我们可以定义一个函数,来读取WalRcv的信息,即可读取upstream节点的信息:
[root@digoal ~]# vi get_upstream_conninfo.c
#include "postgres.h"
#include <assert.h>
#include "fmgr.h"
#include "access/xlog.h"
#include "replication/walreceiver.h"
#include "utils/elog.h"
#include "utils/builtins.h"
#ifdef PG_MODULE_MAGIC
PG_MODULE_MAGIC;
#endif
PG_FUNCTION_INFO_V1(get_upstream_conninfo);
Datum
get_upstream_conninfo(PG_FUNCTION_ARGS)
{
assert(PG_NARGS() == 0);
if (!RecoveryInProgress())
ereport(ERROR,
(errcode(ERRCODE_OBJECT_NOT_IN_PREREQUISITE_STATE),
errmsg("recovery is not in progress"),
errhint("This functions can only be executed during recovery.")));
/* use volatile pointer to prevent code rearrangement */
volatile WalRcvData *walrcv = WalRcv;
PG_RETURN_TEXT_P(cstring_to_text((char *) walrcv->conninfo));
}
编译:
[root@digoal ~]# gcc -O3 -Wall -Wextra -Werror -I /opt/soft_bak/postgresql-9.4.4/src/include -g -fPIC -c ./get_upstream_conninfo.c -o digoal.o
[root@digoal ~]# gcc -O3 -Wall -Wextra -Werror -I /opt/soft_bak/postgresql-9.4.4/src/include -g -shared digoal.o -o libdigoal.so
拷贝到$PGHOME/lib
[root@digoal ~]# cp libdigoal.so /opt/pgsql/lib/
创建函数:
postgres=# \set VERBOSITY verbose
postgres=# create or replace function get_upstream_conninfo() returns text as '$libdir/libdigoal.so', 'get_upstream_conninfo' language C STRICT;
CREATE FUNCTION
在主库执行直接返回错误即可:
postgres=# select get_upstream_conninfo();
ERROR: 55000: recovery is not in progress
HINT: This functions can only be executed during recovery.

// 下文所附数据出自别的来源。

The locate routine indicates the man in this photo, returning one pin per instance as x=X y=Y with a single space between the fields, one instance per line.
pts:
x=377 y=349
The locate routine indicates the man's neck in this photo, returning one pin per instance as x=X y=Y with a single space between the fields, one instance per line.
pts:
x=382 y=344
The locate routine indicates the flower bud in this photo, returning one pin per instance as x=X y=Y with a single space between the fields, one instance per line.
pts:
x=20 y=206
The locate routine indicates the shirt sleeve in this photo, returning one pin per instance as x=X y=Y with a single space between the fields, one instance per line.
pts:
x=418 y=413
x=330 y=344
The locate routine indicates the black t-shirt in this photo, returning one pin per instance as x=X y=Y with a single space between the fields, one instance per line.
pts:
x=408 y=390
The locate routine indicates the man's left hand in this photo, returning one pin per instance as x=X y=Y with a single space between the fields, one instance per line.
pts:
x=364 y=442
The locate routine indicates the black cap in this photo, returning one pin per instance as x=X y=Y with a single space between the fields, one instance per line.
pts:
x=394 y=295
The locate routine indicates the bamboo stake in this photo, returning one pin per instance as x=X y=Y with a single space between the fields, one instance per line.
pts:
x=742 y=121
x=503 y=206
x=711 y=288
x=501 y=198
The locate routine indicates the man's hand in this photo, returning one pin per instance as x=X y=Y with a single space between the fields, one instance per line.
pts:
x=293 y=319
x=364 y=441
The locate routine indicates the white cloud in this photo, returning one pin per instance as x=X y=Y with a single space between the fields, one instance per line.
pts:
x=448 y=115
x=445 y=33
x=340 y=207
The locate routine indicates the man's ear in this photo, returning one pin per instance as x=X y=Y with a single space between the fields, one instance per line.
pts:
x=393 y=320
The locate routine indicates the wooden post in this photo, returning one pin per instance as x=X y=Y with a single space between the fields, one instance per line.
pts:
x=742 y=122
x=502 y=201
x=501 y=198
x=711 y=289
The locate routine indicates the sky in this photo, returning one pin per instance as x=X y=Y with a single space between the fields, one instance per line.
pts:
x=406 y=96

LOCATION: get_upstream_conninfo, get_upstream_conninfo.c:25
在downstream节点执行,可以获取到upstream节点的信息:
postgres@digoal-> psql -h 127.0.0.1 -p 1922
psql (9.4.4)
Type "help" for help.
postgres=# \set VERBOSITY verbose
postgres=# select get_upstream_conninfo();
get_upstream_conninfo
----------------------------------------------------------------
host=192.168.150.128 port=1921 user=replica keepalives_idle=60
(1 row)
还有一种方法是直接读取recover.conf文件来解析连接信息,如下。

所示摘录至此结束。